Currently, Air Canada is waiving the change fee for travellers who want to rebook flights to or from China, Hong Kong, South Korea and Italy, which have widespread cases of coronavirus.
However, that offer doesn't help Air Canada passenger Vanessa Le, who was set to fly from Vancouver to Tokyo this past Friday to race in the Tokyo Marathon on Sunday.
On Feb. 17, marathon organizers restricted the race to a small number of elite runners after a case of COVID-19 — the illness caused by the coronavirus — was confirmed in Tokyo.
Le, who lives in Langford, B.C., decided to cancel her trip, which cost $2,400 in airfare for herself and her husband.
She said she called Air Canada repeatedly, but that the airline wouldn't offer a refund or any other options, because Le had bought a discounted, basic economy ticket — which means no refunds or flight changes are allowed.
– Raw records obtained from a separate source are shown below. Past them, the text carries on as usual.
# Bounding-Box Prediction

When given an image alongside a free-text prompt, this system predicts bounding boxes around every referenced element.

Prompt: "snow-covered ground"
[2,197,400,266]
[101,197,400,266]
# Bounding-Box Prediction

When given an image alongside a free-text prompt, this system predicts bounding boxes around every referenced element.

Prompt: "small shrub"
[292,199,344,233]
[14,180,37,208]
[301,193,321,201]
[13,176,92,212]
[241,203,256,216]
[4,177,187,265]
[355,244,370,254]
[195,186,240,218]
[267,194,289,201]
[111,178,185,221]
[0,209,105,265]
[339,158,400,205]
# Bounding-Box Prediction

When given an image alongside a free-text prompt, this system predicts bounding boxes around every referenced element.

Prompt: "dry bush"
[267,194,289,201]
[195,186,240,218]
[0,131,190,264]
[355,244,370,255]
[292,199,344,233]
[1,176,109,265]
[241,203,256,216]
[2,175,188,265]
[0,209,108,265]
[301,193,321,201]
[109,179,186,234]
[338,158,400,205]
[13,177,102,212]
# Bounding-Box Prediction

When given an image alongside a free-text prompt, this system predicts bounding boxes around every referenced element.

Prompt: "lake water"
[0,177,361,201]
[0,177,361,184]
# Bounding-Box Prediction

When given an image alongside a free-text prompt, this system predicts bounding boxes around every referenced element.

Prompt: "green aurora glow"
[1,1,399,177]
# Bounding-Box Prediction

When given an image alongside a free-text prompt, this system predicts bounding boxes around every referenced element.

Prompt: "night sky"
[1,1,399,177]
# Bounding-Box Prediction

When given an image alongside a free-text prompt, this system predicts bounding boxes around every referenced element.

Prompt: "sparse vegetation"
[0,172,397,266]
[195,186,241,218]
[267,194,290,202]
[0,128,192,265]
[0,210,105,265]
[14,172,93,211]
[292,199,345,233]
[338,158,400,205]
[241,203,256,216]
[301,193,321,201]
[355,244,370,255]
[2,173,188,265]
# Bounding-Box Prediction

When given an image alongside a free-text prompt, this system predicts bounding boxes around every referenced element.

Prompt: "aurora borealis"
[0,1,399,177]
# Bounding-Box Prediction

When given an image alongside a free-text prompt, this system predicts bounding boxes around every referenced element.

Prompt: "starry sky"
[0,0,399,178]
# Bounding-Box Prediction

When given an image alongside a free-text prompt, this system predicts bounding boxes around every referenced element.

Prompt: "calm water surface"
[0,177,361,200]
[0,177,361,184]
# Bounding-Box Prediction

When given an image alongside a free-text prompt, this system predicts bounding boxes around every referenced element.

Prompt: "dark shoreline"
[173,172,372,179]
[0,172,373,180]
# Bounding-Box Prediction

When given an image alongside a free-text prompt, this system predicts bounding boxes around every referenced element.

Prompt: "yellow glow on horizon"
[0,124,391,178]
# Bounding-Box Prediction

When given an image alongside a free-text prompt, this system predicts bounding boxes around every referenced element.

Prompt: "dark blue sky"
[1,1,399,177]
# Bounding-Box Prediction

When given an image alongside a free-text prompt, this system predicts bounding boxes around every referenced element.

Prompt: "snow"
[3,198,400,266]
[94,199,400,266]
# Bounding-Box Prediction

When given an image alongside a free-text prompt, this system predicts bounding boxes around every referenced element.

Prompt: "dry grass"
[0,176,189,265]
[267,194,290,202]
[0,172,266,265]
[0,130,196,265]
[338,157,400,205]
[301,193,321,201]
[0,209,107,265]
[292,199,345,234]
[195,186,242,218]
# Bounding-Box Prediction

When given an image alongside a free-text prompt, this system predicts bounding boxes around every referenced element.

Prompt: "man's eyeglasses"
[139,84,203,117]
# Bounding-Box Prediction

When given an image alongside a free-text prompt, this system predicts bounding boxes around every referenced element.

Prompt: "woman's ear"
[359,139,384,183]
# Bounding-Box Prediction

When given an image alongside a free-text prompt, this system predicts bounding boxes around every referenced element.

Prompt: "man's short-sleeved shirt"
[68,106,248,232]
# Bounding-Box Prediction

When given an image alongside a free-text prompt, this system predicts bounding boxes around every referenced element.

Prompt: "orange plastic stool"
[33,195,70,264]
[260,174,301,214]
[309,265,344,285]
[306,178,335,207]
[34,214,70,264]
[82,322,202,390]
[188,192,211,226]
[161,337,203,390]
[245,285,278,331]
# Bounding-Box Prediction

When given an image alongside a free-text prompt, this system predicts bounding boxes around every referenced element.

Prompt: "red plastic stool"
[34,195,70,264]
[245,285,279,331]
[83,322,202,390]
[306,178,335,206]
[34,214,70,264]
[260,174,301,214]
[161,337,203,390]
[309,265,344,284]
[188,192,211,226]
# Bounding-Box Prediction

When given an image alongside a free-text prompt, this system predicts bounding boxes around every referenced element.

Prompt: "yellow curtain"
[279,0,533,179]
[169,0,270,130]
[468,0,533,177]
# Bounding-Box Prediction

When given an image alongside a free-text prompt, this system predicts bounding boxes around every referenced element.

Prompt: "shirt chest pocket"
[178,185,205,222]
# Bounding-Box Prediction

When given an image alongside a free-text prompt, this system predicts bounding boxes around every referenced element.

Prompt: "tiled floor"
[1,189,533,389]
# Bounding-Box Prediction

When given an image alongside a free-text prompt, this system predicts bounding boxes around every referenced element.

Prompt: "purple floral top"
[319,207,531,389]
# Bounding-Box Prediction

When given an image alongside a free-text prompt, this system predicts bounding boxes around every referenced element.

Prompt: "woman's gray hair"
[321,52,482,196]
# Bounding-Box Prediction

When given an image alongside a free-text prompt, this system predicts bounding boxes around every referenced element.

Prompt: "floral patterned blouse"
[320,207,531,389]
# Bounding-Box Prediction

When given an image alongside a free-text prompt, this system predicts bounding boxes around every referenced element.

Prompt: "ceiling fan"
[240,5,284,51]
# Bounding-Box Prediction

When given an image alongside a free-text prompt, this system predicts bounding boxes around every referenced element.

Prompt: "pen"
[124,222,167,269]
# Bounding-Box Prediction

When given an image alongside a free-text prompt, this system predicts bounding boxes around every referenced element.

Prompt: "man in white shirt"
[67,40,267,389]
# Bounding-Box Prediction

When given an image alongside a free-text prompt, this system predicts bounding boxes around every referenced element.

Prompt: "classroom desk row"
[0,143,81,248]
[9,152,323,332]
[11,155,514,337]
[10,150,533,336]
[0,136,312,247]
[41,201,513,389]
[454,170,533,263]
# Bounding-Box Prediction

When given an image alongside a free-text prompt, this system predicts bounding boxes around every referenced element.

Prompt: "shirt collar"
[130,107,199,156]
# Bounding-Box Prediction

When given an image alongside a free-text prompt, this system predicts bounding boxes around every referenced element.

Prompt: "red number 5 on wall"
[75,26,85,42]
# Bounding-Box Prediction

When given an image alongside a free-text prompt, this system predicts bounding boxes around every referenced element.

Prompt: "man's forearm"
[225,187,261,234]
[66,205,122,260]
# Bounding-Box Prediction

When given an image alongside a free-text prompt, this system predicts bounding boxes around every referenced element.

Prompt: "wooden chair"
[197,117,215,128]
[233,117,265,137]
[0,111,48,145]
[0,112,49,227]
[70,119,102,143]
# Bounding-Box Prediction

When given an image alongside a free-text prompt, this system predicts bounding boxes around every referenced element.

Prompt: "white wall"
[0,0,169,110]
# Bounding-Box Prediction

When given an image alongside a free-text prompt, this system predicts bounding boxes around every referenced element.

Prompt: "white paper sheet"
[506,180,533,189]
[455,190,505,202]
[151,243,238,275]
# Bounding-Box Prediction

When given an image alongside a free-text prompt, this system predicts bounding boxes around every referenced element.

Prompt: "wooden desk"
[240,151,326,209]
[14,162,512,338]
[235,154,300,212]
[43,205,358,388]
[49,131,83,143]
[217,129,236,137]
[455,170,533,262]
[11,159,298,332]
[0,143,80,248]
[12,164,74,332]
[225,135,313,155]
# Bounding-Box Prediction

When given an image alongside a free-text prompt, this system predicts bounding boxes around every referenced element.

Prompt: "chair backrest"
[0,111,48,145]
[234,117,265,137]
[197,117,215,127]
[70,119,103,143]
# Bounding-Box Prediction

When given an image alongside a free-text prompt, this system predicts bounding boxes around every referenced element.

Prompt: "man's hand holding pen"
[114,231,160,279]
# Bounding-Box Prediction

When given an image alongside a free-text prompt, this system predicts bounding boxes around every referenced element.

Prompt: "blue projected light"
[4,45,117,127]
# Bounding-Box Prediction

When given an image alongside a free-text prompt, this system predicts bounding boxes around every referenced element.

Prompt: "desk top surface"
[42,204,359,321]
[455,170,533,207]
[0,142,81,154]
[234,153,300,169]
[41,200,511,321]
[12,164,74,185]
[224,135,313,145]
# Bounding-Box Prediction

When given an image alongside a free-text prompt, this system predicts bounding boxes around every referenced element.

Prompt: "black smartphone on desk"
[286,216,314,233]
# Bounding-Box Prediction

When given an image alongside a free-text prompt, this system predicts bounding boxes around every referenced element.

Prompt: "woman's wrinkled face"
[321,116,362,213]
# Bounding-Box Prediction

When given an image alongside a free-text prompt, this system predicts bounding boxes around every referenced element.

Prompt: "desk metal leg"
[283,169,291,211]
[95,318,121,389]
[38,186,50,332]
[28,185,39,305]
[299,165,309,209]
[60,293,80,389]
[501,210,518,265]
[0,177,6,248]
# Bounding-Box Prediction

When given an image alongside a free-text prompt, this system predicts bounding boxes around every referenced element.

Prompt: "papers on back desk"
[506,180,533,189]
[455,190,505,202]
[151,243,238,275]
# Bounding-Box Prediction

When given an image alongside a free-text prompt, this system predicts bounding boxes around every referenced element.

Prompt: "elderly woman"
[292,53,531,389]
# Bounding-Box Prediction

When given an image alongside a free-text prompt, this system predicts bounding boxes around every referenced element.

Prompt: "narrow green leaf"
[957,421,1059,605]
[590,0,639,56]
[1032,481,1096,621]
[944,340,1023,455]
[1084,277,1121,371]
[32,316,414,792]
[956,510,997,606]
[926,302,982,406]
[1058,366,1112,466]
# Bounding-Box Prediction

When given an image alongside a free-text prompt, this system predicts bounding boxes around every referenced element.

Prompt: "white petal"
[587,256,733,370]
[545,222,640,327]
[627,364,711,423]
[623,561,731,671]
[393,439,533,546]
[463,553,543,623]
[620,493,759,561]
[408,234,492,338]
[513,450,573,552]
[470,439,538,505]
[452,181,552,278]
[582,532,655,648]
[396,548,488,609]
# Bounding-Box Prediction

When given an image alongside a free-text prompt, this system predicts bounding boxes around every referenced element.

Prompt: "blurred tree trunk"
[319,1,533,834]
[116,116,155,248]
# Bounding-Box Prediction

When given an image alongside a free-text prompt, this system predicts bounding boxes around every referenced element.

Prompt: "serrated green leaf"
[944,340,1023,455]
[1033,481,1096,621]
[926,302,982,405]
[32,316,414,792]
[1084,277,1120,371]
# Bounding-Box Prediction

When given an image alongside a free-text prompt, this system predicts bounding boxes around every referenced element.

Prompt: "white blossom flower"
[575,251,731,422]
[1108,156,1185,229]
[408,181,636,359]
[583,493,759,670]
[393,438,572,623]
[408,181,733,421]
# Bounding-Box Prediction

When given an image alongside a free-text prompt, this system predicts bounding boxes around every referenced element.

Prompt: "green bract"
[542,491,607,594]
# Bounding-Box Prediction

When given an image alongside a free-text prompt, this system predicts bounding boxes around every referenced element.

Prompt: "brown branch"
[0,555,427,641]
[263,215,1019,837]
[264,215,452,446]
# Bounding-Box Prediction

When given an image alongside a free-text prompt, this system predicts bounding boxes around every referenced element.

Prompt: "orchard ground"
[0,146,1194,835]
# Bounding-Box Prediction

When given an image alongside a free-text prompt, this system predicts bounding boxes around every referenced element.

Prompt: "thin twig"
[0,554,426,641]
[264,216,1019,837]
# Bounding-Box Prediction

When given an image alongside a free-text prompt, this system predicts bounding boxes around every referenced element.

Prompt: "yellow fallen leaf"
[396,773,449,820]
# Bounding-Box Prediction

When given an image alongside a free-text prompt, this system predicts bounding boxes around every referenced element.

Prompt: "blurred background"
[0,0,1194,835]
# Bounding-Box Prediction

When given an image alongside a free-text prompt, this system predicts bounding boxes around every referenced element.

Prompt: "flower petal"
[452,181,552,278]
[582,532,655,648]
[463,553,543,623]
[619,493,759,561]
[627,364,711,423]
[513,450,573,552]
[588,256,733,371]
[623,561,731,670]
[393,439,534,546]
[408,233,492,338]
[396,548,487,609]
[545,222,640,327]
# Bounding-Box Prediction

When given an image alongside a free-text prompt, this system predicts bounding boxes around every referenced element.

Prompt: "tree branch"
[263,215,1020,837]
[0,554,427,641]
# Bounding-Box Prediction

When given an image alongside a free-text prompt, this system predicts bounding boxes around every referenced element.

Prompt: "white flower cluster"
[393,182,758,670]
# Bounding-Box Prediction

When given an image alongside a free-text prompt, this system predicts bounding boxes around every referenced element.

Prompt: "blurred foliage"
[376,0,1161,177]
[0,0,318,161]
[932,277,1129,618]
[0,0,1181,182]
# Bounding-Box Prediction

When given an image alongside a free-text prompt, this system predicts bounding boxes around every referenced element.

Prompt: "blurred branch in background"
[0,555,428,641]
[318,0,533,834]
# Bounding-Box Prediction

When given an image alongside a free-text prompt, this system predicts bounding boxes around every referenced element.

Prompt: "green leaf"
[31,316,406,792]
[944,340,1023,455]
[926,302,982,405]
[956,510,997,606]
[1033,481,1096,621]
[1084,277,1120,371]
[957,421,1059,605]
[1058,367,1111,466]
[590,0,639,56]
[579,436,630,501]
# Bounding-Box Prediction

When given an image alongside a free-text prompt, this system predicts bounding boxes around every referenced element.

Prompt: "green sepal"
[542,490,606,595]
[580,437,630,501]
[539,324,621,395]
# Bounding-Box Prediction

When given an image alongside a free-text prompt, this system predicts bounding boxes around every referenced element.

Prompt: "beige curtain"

"It sucks. It's a lot of money to lose," said Le. "We shouldn't be penalized by Air Canada for taking safety into our hands."
Air Canada didn't respond to a request for comment in time for the publication of this story.
A happy ending
Sometimes, persistence does pay off. Saidi Chan of Toronto wasn't covered by travel insurance when she decided to cancel her two-week Asia cruise with Norwegian, leaving on Feb. 6.
Chan was concerned about the spreading coronavirus and feared her flight home from the cruise's final destination — Hong Kong — would be cancelled as COVID-19 cases mounted in the region.
At the time, Chan said that Norwegian declined to offer a refund or travel credit. However, Chan persisted by continually calling and emailing the cruise line to make her case, she said.
"I didn't give up," said Chan, whose cruise included four family members and totalled $14,000. "I felt like it was very unfair."
On Feb. 23, she got good news. Although the cruise hadn't been cancelled, Norwegian informed her family by email that they would receive a full refund for the trip.
"I was very extremely relieved and very happy," said Chan.